I stumbled on this power series and was wondering how could I evaluate the interval of convergence:
$$\sum_{n=1}^{\infty }(-1)^nx^{3n}\frac{1\cdot 4\cdot 7\cdot ...\cdot (3n-2)}{n!\cdot 3^{n}}$$
I first tried using the ratio test to determine the $x$ interval for which it's convergent, but ran into problems when I couldn't express the numerator in terms of a factorial or some kind of closed expression:
$$\lim_{n\rightarrow \infty }\frac{x^{3(n+1)}\cdot \frac{2\cdot 5\cdot 8\cdot ...\cdot (3n-1)}{(n+1)!\cdot 3^{n+1}}}{x^{3n}\cdot \frac{1\cdot 4\cdot 7\cdot ...\cdot (3n-2)}{n!\cdot 3^{n}}}$$ $$=\lim_{n\rightarrow \infty }\frac{x^{3n}\cdot x^{3}\cdot \frac{2\cdot 5\cdot 8\cdot ...\cdot (3n-1)}{(n+1)\cdot n!\cdot 3^{n}\cdot 3}}{x^{3n}\cdot \frac{1\cdot 4\cdot 7\cdot ...\cdot (3n-2)}{n!\cdot 3^{n}}}$$ $$=\lim_{n\rightarrow \infty }\frac{ x^{3}\cdot \frac{2\cdot 5\cdot 8\cdot ...\cdot (3n-1)}{(n+1)\cdot 3}}{1\cdot 4\cdot 7\cdot ...\cdot (3n-2)}$$ $$=\lim_{n\rightarrow \infty }{ x^{3}\cdot \frac{2\cdot 5\cdot 8\cdot ...\cdot (3n-1)}{(n+1)\cdot 3}}\cdot\frac{1}{1\cdot 4\cdot 7\cdot ...\cdot (3n-2)}$$
The best idea I could come up with was trying to write the numerator of the first fraction as $\frac{(3n!)}{3^{n}\cdot{n!}\cdot{1\cdot 4\cdot 7\cdot ...\cdot (3n-2)}}$ but that didn't get rid of the problem, and I'm not even sure if it's correct. Any help would be appreciated :)
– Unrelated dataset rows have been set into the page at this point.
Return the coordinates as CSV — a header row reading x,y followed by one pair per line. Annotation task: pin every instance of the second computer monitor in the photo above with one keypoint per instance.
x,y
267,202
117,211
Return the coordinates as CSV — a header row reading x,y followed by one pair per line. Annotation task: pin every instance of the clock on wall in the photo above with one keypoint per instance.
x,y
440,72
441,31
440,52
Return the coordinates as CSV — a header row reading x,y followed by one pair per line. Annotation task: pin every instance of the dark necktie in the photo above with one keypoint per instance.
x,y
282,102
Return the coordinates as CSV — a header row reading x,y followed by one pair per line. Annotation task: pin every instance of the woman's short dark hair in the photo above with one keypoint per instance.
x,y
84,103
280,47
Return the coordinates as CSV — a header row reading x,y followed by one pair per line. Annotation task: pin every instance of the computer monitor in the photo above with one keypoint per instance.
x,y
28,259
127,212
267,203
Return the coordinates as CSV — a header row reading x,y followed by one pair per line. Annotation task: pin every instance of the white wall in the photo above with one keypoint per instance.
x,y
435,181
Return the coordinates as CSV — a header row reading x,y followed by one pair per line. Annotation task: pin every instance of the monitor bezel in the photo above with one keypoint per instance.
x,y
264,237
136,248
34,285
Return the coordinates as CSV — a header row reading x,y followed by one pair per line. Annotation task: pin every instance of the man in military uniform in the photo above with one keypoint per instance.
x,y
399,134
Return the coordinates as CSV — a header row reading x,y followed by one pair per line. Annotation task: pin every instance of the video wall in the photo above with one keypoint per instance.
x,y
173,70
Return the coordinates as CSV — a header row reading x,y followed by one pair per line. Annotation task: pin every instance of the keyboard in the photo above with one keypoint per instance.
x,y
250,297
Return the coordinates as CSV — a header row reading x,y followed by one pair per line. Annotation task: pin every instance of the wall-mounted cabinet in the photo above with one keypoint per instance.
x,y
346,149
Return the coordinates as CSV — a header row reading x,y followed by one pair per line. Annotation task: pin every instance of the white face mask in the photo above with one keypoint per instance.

You misunderstood the notation when you wrote down the "$n+1$" term. The ratio should be $$x^{3(n+1)}\frac{1\cdot4\cdot7\cdots(3n-2)\cdot(3(n+1)-2)}{(n+1)!\, 3^{n+1}} \bigg/x^{3n} \frac{1\cdot 4\cdot 7\cdots (3n-2)}{n!\,3^{n}}$$ which simplifies to $$\frac{(3n+1)x^3}{3(n+1)}\ ,$$ and I think you will find it easy enough from here.